Окружившая их публика дружно зааплодировала.
– Позвольте пожать вам руку, князь! – не унимался толстяк. – Вы очаровательны!
Шел следом, звал настойчиво в гости в Сен-Эмильон, где у него винодельческое «шато» и где русские князья отведают божественный «сотерн», рецепт которого принадлежит его прадеду.
Насилу от него отделались.
Бесславно окончилась Русско-японская война. «Бестолочь сплошная», по выражению отца. Ни один из планов подготовки кампании против дальневосточного соседа осуществлен до конца не был. Дождались, в результате внезапного нападения на русскую эскадру, высадки японцев в Корее. Последовали сдача порт-артурской крепости, гибель флота в Цусимском сражении, проигрыш генерального сражения под Мукденом, унизительный Портсмутский мир…
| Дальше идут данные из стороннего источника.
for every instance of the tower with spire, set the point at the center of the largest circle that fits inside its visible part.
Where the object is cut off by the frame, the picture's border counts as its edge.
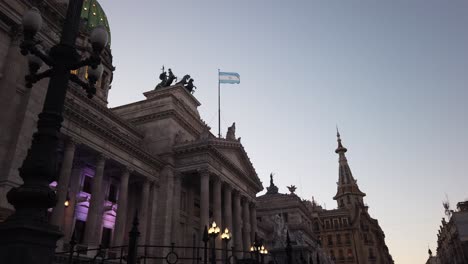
(348, 194)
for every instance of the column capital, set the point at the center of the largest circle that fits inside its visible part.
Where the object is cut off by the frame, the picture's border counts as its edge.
(128, 168)
(101, 157)
(178, 176)
(70, 144)
(78, 163)
(215, 178)
(227, 186)
(204, 171)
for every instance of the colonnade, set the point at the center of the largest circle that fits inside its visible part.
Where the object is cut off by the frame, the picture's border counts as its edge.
(237, 213)
(68, 187)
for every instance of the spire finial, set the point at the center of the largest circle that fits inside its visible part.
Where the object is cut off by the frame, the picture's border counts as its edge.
(272, 189)
(340, 148)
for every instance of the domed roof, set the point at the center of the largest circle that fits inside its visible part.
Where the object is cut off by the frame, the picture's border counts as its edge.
(94, 16)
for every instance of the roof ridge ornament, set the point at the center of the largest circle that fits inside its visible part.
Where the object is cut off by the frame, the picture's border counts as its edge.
(272, 189)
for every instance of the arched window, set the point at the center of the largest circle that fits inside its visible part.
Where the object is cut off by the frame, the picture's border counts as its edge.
(316, 226)
(340, 254)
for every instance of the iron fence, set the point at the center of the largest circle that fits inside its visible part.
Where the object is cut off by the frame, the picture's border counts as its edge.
(150, 254)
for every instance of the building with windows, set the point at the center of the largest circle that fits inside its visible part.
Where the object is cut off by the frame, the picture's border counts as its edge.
(349, 234)
(156, 157)
(452, 238)
(281, 214)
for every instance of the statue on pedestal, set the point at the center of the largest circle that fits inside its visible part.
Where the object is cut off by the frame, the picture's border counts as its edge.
(163, 78)
(190, 87)
(272, 189)
(171, 77)
(231, 133)
(184, 80)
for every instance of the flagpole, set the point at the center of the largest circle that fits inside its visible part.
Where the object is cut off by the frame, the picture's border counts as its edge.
(219, 108)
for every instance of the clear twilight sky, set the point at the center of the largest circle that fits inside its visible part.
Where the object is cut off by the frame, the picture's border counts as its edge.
(392, 74)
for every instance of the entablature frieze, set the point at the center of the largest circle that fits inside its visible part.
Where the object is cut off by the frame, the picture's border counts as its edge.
(207, 153)
(108, 134)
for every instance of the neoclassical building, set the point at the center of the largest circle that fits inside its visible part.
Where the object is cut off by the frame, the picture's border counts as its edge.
(349, 234)
(452, 237)
(280, 214)
(155, 157)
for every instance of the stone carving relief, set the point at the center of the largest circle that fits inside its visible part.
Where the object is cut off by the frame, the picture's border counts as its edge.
(279, 231)
(205, 133)
(231, 133)
(179, 137)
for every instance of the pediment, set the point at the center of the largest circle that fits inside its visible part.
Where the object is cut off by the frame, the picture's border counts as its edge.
(228, 153)
(238, 157)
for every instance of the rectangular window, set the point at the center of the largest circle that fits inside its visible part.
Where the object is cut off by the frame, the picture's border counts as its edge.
(347, 239)
(338, 239)
(183, 197)
(285, 217)
(112, 196)
(106, 237)
(87, 184)
(336, 223)
(196, 208)
(79, 230)
(345, 222)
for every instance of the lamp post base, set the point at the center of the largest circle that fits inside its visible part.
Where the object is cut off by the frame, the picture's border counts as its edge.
(27, 242)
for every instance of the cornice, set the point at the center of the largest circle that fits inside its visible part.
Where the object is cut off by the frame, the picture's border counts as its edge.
(73, 112)
(210, 146)
(75, 90)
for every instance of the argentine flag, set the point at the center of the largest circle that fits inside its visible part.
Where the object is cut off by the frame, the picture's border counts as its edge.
(229, 77)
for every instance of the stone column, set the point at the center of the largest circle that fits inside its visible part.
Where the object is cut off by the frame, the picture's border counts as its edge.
(175, 234)
(246, 224)
(154, 213)
(94, 218)
(164, 215)
(217, 213)
(204, 200)
(227, 208)
(120, 223)
(143, 211)
(237, 235)
(62, 184)
(69, 218)
(253, 220)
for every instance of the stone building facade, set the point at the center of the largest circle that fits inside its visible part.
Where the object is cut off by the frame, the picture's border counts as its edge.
(155, 156)
(349, 234)
(281, 214)
(452, 238)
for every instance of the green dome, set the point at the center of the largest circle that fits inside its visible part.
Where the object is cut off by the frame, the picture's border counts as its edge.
(94, 16)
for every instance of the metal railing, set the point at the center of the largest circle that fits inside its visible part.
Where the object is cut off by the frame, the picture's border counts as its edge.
(173, 254)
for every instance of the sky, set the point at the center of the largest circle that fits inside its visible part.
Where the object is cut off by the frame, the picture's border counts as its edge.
(391, 74)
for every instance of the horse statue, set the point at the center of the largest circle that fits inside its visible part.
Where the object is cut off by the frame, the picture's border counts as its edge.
(163, 78)
(190, 87)
(184, 80)
(170, 78)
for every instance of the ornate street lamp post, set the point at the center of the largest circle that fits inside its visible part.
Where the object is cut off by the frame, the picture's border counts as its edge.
(213, 232)
(26, 236)
(226, 237)
(259, 249)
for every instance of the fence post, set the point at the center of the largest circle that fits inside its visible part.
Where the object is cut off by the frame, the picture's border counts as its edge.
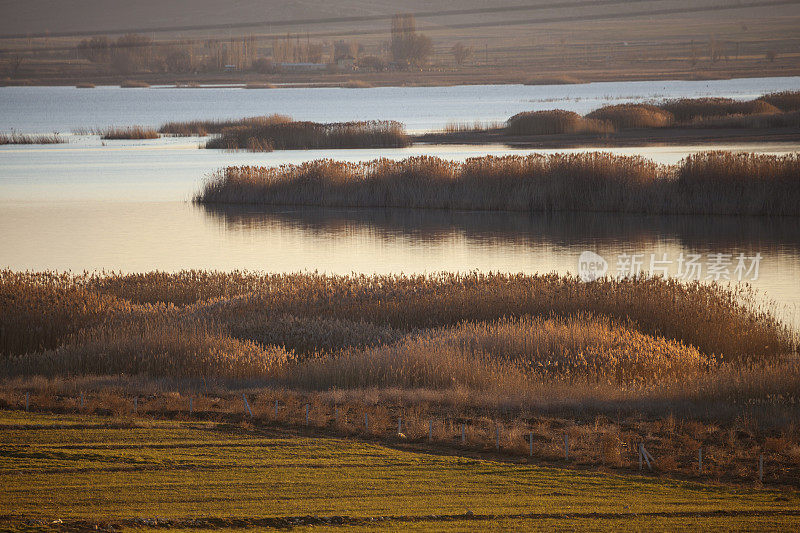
(247, 405)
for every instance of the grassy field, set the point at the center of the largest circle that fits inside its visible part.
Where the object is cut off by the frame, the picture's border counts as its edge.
(122, 470)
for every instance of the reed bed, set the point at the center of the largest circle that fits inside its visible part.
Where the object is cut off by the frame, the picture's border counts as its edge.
(628, 116)
(312, 135)
(131, 132)
(534, 183)
(201, 128)
(134, 84)
(785, 101)
(357, 84)
(243, 325)
(788, 119)
(21, 138)
(260, 86)
(688, 109)
(554, 122)
(608, 362)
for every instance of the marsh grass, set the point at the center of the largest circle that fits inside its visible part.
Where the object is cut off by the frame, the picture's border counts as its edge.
(785, 101)
(688, 109)
(431, 331)
(627, 116)
(131, 132)
(202, 128)
(554, 122)
(534, 183)
(134, 84)
(294, 135)
(21, 138)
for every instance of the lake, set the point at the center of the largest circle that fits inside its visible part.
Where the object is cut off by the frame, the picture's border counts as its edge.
(124, 205)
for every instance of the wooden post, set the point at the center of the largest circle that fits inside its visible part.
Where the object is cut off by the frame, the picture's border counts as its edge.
(247, 405)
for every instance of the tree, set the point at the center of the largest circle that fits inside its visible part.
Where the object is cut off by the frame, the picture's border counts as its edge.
(409, 47)
(461, 53)
(97, 49)
(179, 60)
(130, 53)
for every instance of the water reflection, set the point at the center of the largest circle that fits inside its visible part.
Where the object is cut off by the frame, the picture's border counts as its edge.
(393, 240)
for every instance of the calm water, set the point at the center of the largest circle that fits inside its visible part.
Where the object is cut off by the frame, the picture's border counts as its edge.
(47, 109)
(123, 205)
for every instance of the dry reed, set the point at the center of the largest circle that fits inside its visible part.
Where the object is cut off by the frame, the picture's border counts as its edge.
(207, 127)
(559, 182)
(627, 116)
(312, 135)
(131, 132)
(785, 101)
(21, 138)
(687, 109)
(554, 122)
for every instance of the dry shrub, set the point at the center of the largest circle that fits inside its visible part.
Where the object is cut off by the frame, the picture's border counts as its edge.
(207, 127)
(312, 135)
(554, 122)
(626, 116)
(558, 182)
(790, 119)
(132, 132)
(20, 138)
(357, 84)
(505, 354)
(785, 101)
(155, 348)
(688, 109)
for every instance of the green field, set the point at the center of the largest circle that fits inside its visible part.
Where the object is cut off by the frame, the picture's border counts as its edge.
(118, 471)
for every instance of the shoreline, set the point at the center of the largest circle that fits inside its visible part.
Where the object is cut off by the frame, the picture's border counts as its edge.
(620, 139)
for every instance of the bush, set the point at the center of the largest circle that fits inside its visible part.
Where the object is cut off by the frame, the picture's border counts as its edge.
(626, 116)
(553, 122)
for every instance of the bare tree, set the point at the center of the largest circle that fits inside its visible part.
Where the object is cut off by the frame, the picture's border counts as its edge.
(409, 47)
(461, 53)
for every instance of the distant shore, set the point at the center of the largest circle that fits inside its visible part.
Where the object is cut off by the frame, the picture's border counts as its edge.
(618, 139)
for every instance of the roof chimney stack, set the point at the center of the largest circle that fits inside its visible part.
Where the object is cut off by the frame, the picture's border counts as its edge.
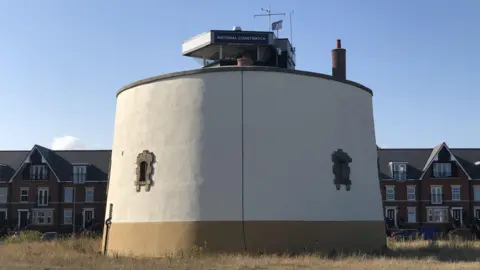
(339, 62)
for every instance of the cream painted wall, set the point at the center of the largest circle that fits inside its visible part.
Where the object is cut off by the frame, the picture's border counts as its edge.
(193, 126)
(292, 124)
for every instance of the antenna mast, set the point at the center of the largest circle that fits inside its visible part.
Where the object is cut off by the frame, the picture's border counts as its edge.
(268, 12)
(291, 29)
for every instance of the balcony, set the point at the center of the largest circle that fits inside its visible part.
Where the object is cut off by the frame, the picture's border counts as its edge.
(442, 174)
(79, 178)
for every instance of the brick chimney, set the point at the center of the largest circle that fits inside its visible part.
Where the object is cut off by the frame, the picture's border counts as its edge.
(339, 62)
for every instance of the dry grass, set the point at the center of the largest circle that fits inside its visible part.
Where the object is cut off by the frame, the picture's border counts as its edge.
(84, 254)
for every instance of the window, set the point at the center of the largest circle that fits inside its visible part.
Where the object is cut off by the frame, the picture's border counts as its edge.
(399, 171)
(42, 197)
(68, 194)
(38, 172)
(390, 193)
(476, 193)
(437, 215)
(89, 194)
(143, 172)
(412, 214)
(436, 195)
(442, 170)
(3, 194)
(67, 216)
(42, 217)
(411, 193)
(3, 172)
(79, 174)
(24, 195)
(390, 213)
(456, 193)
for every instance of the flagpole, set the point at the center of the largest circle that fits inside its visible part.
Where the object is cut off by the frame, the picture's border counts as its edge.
(268, 12)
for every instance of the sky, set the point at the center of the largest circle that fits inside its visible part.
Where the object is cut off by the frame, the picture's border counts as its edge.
(62, 62)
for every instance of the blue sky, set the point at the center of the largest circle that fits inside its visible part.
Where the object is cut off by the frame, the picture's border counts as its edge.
(61, 62)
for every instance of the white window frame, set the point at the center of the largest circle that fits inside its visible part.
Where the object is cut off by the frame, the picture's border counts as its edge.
(67, 216)
(461, 213)
(442, 170)
(411, 196)
(476, 193)
(22, 196)
(67, 199)
(436, 194)
(79, 173)
(46, 214)
(3, 194)
(83, 214)
(476, 211)
(440, 212)
(390, 190)
(456, 196)
(43, 200)
(38, 172)
(5, 210)
(87, 189)
(399, 170)
(411, 214)
(395, 209)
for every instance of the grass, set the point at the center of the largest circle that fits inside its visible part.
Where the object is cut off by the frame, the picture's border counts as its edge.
(27, 252)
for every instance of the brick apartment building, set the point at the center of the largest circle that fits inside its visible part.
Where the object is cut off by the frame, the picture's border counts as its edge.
(50, 190)
(429, 186)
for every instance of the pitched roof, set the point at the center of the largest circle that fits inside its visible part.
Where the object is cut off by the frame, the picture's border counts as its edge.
(61, 162)
(419, 159)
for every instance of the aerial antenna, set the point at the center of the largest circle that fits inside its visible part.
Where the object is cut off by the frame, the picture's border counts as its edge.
(268, 12)
(291, 29)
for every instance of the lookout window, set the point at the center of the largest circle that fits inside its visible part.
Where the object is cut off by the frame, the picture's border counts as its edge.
(144, 170)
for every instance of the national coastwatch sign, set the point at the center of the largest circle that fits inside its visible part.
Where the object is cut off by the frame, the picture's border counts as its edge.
(239, 37)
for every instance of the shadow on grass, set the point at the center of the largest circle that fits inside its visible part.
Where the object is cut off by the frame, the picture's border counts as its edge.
(443, 251)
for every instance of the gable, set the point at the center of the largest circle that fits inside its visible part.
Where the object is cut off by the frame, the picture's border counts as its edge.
(443, 154)
(414, 159)
(38, 153)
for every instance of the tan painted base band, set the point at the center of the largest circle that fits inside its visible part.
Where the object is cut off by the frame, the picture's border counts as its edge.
(163, 238)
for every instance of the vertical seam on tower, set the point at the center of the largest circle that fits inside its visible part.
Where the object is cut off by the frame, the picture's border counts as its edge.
(243, 168)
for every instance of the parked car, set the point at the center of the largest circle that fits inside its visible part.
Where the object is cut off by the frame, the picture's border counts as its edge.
(406, 234)
(49, 236)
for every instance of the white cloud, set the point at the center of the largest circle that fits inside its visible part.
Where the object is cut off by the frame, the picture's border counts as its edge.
(67, 143)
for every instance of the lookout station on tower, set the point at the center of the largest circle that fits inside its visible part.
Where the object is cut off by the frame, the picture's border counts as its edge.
(240, 48)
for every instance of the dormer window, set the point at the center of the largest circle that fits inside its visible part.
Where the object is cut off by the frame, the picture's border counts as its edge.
(38, 172)
(79, 174)
(442, 170)
(399, 170)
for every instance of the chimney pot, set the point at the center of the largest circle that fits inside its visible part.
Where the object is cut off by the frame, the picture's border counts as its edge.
(339, 62)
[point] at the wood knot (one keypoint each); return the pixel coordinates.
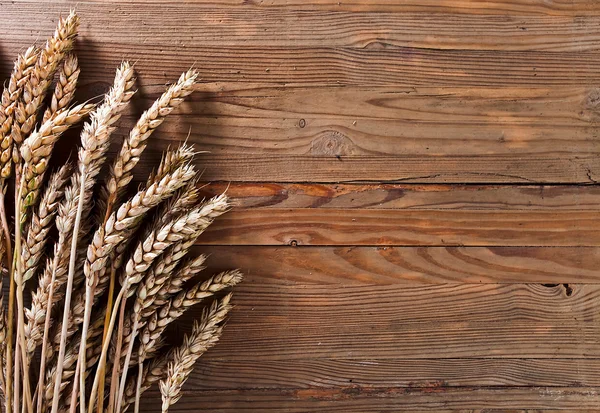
(332, 143)
(592, 100)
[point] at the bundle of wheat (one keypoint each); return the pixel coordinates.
(92, 336)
Пропадало электричество: забастовали рабочие электростанции. Ужинали при свечах, как при царе Горохе. Октябрьский ветер с моря, холод, слякоть, зловещая тишина за окнами. Батюшка вышел из кабинета хлопнув дверью: собирался звонить великому князю – коммутатор молчит, не работает телефон. На улицах неспокойно, всюду военные патрули, не ходят трамваи, то и дело разводят мосты. Январские события в столице, когда полиция расстреляла шедших с петицией к Зимнему дворцу манифестантов, вызвали небывалую протестную волну: стачки, акции неповиновения властям, антиправительственные выступления. Что ни день, тревожные новости: волнения в воинских гарнизонах, восстал Черноморский флот, в Одессе уличные бои. В покои отца несут телеграмму: на Сенатской площади в Кремле погиб от бомбы террориста великий князь Сергей Александрович. Наскоро собравшись, они едут в Москву. Подробности убийства ужасающие: заслышав взрыв под окном, супруга его Елизавета Федоровна, находившаяся в то время в Кремле, выбежала в легком платье на площадь. Представшая ее глазам картина была ужасающей: на окровавленной брусчатке бился у перевернутой кареты раненый кучер, лежали убитые лошади. Куски тела великого князя разбросало по снегу, она собирала их ползая на коленях, пальцы его в перстнях нашли позже на крыше соседнего здания.
Давняя матушкина приятельница была сама крепость. Стойко, непоказно переносила горе. Прервала молитвы, отправилась в тюрьму, где содержался преступник, велела отвести себя в камеру.
«Кто вы такая?» – спросил он.
«Вдова убитого вами человека, – последовал ответ. – Зачем вы это сделали, скажите?»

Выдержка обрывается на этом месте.